The Canadian authorities have charged him with helping 14 people die by suicide, a number that may grow as investigations into Mr. Law's businesses continue in Canada and Britain.

In Canada, where investigators said Mr. Law shipped 160 packages, he has been charged by multiple police agencies in Ontario with counseling or aiding suicide. The victims were between 16 and 36 years old.

Britain is investigating the deaths of 88 of the 272 people in the country who purchased sodium nitrite — a salt that is used as a food preservative — from Mr. Law's website, a spokesman for Britain's National Crime Agency said in an email.

Mr. Law, who has yet to be arraigned, appeared in court on Wednesday, where his next hearing was set for Oct. 31. He is being held at a jail in Ontario.

He will plead not guilty, said his lawyer, Matthew Gourlay, who called the case, in an email, a "novel application of the law."

"We are not aware of any similar prosecution in Canada," Mr. Gourlay said. "Our position is that none of the conduct alleged against Mr. Law — which, to be clear, is not admitted — validly comes within the scope of the criminal prohibition."

The charges against Mr. Law come as Canada is debating a recent loosening of its federal assisted suicide law, which has made the country's policy one of the most liberal in the world. Since 2021, Canada has permitted assisted death for people with chronic painful conditions, even if those conditions are not terminal.

Even so, the law requires people who are terminally ill when they apply for assisted death to be assessed by a doctor or nurse practitioner and follow other rules before being permitted to die. Those practitioners are exempted from criminal charges of counseling or aiding suicide, which have a maximum penalty of 14 years in prison.

"Let us be clear that we will not tolerate criminal actions by those who prey on vulnerable individuals in our communities and we will hold those responsible accountable," Inspector Simon James of the York Regional Police, which was involved in the Canadian investigation, said at a news conference last month.

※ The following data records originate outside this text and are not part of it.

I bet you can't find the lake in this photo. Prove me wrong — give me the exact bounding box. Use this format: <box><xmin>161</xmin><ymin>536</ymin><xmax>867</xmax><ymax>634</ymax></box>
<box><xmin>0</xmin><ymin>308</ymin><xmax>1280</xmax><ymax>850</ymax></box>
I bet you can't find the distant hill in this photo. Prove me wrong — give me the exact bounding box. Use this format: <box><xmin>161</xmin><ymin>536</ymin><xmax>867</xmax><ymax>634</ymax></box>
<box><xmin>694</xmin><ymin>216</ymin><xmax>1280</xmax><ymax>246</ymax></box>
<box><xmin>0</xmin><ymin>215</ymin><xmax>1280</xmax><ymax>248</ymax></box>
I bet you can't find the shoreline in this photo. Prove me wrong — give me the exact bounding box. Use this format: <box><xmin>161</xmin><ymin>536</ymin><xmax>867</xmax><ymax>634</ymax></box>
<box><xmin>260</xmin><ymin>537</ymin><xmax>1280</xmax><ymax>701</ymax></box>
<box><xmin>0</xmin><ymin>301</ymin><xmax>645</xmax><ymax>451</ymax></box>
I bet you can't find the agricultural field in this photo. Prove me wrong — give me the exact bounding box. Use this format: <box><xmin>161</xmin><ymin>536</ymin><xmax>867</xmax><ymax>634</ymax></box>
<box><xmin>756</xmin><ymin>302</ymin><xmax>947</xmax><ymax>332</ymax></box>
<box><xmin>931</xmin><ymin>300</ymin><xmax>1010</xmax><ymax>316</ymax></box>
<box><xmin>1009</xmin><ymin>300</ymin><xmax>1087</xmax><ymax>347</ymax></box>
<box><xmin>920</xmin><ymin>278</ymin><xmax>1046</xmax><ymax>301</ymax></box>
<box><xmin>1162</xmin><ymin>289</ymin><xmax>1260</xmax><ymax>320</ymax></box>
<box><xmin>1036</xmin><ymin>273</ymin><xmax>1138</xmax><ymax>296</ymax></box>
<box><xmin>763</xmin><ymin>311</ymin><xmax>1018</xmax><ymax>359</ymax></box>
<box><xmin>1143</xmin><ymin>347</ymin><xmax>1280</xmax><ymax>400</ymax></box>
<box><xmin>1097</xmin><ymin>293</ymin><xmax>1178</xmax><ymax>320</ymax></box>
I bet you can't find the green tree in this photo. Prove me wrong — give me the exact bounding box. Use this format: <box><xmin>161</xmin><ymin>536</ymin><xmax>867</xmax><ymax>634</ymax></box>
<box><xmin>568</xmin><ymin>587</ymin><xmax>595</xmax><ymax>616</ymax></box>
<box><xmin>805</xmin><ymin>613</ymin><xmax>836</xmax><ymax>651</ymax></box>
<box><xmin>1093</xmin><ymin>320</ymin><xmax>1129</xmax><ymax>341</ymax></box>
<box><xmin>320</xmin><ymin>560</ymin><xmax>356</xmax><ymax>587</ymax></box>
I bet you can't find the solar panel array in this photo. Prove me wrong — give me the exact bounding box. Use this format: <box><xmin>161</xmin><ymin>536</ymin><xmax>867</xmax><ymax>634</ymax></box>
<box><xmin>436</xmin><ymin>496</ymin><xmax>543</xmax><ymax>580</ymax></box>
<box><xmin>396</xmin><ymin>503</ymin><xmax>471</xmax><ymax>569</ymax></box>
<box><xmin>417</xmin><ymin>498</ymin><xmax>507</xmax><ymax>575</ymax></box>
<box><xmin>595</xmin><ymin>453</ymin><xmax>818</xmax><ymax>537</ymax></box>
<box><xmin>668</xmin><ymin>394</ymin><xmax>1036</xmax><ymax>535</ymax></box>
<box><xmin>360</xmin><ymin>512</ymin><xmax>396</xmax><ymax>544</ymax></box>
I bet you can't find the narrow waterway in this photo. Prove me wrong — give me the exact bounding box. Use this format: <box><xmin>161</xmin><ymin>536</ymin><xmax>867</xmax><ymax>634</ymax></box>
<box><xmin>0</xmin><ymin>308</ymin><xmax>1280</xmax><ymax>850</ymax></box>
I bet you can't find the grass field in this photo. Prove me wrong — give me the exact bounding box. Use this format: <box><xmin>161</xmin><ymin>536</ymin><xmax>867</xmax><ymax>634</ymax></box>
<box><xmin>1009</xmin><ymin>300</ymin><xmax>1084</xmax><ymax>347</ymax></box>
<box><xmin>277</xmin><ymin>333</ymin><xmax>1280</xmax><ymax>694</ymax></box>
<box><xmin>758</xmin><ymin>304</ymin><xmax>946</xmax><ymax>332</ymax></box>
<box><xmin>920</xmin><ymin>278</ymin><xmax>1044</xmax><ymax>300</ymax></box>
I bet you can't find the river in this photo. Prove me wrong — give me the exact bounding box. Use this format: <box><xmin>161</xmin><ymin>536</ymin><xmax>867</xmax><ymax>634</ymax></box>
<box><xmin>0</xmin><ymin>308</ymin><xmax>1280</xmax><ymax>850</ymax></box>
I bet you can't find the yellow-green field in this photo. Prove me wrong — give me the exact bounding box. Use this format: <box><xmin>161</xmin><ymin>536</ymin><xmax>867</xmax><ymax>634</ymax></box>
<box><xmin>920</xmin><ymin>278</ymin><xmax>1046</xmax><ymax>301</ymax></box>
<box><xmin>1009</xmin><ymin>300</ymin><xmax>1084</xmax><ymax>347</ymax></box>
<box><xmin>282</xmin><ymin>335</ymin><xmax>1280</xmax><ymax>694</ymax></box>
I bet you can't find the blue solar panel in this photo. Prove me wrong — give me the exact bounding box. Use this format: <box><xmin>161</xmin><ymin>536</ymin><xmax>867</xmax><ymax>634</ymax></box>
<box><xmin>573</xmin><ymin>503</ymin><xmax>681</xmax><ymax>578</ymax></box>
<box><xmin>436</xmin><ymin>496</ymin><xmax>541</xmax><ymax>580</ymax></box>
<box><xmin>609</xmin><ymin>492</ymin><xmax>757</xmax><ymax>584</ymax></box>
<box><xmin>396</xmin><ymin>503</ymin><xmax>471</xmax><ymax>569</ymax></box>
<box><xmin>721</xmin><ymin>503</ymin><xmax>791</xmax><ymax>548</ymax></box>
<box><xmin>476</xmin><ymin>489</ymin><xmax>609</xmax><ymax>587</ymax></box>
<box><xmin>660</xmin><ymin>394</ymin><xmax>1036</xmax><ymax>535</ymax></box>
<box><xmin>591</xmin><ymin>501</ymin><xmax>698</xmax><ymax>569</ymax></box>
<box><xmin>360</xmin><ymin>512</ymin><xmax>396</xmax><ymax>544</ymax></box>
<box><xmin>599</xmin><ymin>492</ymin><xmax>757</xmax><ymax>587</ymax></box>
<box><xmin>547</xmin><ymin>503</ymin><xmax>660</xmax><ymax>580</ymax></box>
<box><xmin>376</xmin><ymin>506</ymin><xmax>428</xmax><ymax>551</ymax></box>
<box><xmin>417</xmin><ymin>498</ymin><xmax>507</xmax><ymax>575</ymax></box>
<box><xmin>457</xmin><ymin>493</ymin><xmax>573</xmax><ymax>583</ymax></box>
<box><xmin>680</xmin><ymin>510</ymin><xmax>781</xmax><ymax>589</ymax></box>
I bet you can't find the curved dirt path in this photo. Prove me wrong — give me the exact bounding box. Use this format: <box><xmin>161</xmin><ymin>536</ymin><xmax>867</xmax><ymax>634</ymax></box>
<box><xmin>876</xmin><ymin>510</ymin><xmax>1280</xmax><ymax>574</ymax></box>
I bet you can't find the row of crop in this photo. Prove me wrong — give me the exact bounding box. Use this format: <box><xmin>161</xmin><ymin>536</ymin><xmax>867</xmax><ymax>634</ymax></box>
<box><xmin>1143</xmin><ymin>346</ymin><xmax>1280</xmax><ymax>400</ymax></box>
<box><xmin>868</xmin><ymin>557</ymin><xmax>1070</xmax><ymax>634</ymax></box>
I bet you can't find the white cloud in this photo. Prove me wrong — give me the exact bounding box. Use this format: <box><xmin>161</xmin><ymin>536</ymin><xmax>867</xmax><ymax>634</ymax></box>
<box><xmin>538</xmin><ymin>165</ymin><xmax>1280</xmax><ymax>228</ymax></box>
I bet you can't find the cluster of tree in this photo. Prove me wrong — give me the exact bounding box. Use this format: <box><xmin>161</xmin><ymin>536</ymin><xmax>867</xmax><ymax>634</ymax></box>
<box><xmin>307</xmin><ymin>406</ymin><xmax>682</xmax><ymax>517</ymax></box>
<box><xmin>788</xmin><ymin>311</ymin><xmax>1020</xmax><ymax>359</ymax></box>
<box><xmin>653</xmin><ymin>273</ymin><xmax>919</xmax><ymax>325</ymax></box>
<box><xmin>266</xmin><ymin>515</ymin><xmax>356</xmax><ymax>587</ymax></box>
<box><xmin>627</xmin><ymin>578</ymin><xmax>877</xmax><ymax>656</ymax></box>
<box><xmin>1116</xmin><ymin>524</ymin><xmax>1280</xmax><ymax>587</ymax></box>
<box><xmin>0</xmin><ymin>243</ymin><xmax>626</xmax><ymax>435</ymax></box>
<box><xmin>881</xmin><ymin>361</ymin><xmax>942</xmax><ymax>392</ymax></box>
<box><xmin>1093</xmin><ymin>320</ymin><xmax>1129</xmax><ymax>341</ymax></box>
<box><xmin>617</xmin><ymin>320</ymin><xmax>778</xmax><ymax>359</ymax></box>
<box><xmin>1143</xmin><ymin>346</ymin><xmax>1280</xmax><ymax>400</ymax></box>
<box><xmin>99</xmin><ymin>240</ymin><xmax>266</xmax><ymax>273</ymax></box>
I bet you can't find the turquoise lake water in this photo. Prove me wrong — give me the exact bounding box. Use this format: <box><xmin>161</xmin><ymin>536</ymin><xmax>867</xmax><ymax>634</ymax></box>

The police in Thunder Bay, a city in northwestern Ontario, believe Ashtyn Prosser is among those who bought products from Mr. Law. He died in March, one month before he would have turned 20, his mother, Kim Prosser, said.

"The one thing that could ever change who I am, at my core, would be losing a child," said Ms. Prosser, who added that her son had struggled with mental health issues during the pandemic.